Весной 1553 года Иван IV вместе с Анастасией и сыном Дмитрием отправился в далекое путешествие в монастырь святого Кирилла Белозерского. Бояре были против этой поездки, опасной для здоровья еще совсем слабого царя, пережившего тяжелую болезнь, и для крошки-сына. Да и обстановка в стране оставалась напряженной: борьба в Казанской земле не угасла. Иван IV не слушал веские аргументы бояр. Несколько месяцев назад, больной, он дал обет в случае выздоровления поехать в монастырь, помолиться святым мощам. Остановить его никто не смог. Даже Адашев. Даже Сильвестр. Царь будто бы искал чего-то очень важного.

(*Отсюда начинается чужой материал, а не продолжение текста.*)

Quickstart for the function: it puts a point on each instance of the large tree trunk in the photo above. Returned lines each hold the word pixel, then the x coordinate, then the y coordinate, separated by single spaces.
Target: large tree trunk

В обители Святого Сергия он посетил Максима Грека, долго с ним беседовал. Знаменитый старец отговаривал самодержца от утомительного путешествия, видимо, догадываясь, что «ищет он в стране далекой», и зная наверняка, что царь обязательно найдет то, ради чего он бросил дела и покинул Москву. Быть может, в отчаянии Максим Грек, уже после беседы, попросил Адашева и Курбского передать царю, что долгий и утомительный путь отнимет у него сына, но даже это грозное слово не остановило Ивана IV, мечущегося в поисках чего-то важного. Пророчество сбылось, Дмитрий умер в июне, путешествие продолжалось. Во всех монастырях царь вел сокровенные беседы со старцами. Чему они учили его?